ISSA Los Angeles

Wed, Nov 19 · 5:30 PM PST

Aligning Risk and Security to What the Business Really Wants

Hermosa Brewing Company Torrance, 1855 Del Amo Blvd, Torrance, CA, US

You must register and pay to attend: https://www.eventbrite.com/e/aligning-risk-and-security-to-what-the-business-really-wants-tickets-1764167184539

### Come and network with your friends, make new friends, and hear two great speakers. A buffet dinner will be served and drinks will be available.

Topic One: Beyond Checklists: Aligning Risk and Security to What the Business Really Wants

Security isn’t just about patching holes or passing audits, it’s about knowing where to aim your resources and when to stop. Too often, even well-funded programs stall because they’re chasing every vulnerability without a clear sense of what actually matters to the business.

This session will unpack what it really takes to align security with your organization’s risk appetite. We’ll talk about bridging the gap between security, IT, and the board, shifting from “we don’t want a breach” to defining a true north star that drives strategy, budget, and execution.

You’ll learn how to:
● Translate business risk appetite into actionable security priorities
● Recognize when “enough” risk mitigation is truly enough
● Build strategies that consider budget, IT readiness, and long-term maturity (not just frameworks)

When done right, risk alignment transforms security from a reactive cost center into a disciplined driver of resilience and growth. If you’ve ever wondered, “How do I know my security strategy is aligned, or if we even have one?” this talk is for you. Expect candid insights, real-world examples, and practical takeaways for security leaders at every stage.

Speaker One: Gus Anagnos

Gus Anagnos is the Chief Operations Officer and CISO at Cyber Defense Group (CDG), where he oversees corporate strategy, delivery operations, account management, and customer success. With over 25 years of transformative leadership experience, Gus has excelled in translating technology into business value.

Previously, Gus served as the CISO at USC, leading key security initiatives and implementing a comprehensive cybersecurity program. Gus has also held senior roles at Synack, Inc., eBay, PayPal, IndyMac Bancorp, Marsh & McLennan and General Motors Corporation, establishing transformative programs and working with Fortune 500 companies and government agencies. He has a bachelor's degree in finance and an MBA.

Topic Two: Zero Trust Cyber Security Framework (ZTCSF)

Today’s IT infrastructure is dominated by organizations that have either fully migrated to the cloud or adopted a hybrid IT model, alongside transitioning to a hybrid work environment. The Zero Trust Cyber Security Framework represents a change in thinking from traditional perimeter-based security models to a more robust, identity-centric approach. Unlike legacy systems that assume trust within network boundaries, Zero Trust operates on the principle of “never trust, always verify.” It enforces strict access controls, continuous authentication, and granular authorization for every user, device, and application, regardless of location. This framework integrates technologies such as multi-factor authentication (MFA), micro-segmentation, and real-time threat analytics to minimize attack surfaces and prevent lateral movement within networks. By adopting Zero Trust, organizations can enhance resilience against modern cyber threats, including insider risks and advanced persistent threats (APTs), while supporting secure remote work and cloud environments.

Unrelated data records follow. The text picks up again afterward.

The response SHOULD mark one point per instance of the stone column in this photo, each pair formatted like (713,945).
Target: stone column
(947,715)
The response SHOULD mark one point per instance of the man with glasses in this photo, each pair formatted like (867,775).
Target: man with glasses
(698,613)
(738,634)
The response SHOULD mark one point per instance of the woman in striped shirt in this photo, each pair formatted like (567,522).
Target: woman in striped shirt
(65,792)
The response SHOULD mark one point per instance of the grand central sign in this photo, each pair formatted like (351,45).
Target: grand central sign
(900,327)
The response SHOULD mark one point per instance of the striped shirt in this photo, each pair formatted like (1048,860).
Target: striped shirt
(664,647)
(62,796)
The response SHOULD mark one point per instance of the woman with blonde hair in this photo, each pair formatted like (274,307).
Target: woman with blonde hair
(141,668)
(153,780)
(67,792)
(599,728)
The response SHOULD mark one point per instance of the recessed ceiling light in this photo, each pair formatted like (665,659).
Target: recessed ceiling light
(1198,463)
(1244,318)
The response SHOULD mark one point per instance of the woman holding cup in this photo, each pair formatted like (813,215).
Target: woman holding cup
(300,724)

This presentation explores the core principles, architectural components, implementation challenges, and best practices for deploying Zero Trust in enterprise ecosystems, covering all infrastructure resources that should be protected by implementing ZTCSF.

You will learn:

• All of the infrastructure endpoint protections that need to be secured and protected.
• How to start with the Zero Trust Cyber Security Framework.
• Who is responsible for Zero Trust Cyber Security Framework adoption and governance.

Speaker Two: Prabhat Nigman

Prabhat is Global CTO at Golden Five, Inc., which is a MSFT AOSG & Solution Partner, CMMC RPO, ESP, MSSP, MSP, CSP, Supplier, and Education partner.

He has 25+ years of experience architecting secure enterprise environments across Azure, Microsoft 365, and hybrid infrastructures. He has worked for all the big IT giants, where he has led Global teams. He helps design solutions for private messaging clouds, mergers, collaborations between different messaging software, and other migration & deployment projects for: Office 365, Azure, AWS, Exchange, SQL, ADFS, MFA, FIM, MIM, and others.

He is a 3-time Microsoft MVP Award winner, an active member of the FBI InfraGard, and a member of ISSA. He holds an MBA in IT.